The thing you have to realize about FQL is that you are not querying Facebook's main data servers directly. FQL is a shell, designed to provide you access to basic social data without letting you run crazy queries on real servers that have performance requirements. Arbitrary user-created queries on the main database would be functional suicide.
FQL provides a well-designed data return structure that is convenient for the type of data that you are querying, so as such, any piece of data that can have multiple associations (such as "meeting_for") gets packaged into an array before it gets returned as an API result.
As other posters have mentioned, the only way to store a programming language structure (such as an array or an object) inside a database (which has no concept of these things), is to serialize it. Serializing is expensive, and as soon as you serialize something, you effectively make it unusable for indexing and searching. Being a social network, Facebook needs to index and search almost everything, so this data would never exist in array form inside their main schemas.
Usually the only time you ever want to store serialized data inside a database is if it's temporary, such as session data, or where you have a valid performance requirement to do so. Otherwise, your data quickly becomes useless.

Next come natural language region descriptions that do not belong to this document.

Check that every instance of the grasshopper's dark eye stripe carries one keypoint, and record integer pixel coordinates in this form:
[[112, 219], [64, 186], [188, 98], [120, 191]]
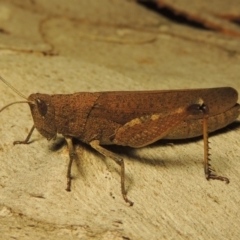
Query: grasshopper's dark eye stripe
[[42, 107]]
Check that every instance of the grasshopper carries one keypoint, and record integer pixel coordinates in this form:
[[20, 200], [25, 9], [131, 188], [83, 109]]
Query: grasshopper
[[131, 118]]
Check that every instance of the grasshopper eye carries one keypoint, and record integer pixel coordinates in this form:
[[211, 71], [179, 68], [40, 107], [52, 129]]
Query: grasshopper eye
[[42, 107]]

Split it out into other tables. You can serialize it but that will guarantee that you will want to query against that data later. Save yourself the frustration later and just split it out now.
you can serialize the array, insert it, and then unserialize it when you retrieve it.
They might be using multiple tables with many-to-many relationships, but use joins and MySql's GROUP_CONCAT function to return the values as an array for those columns in one query.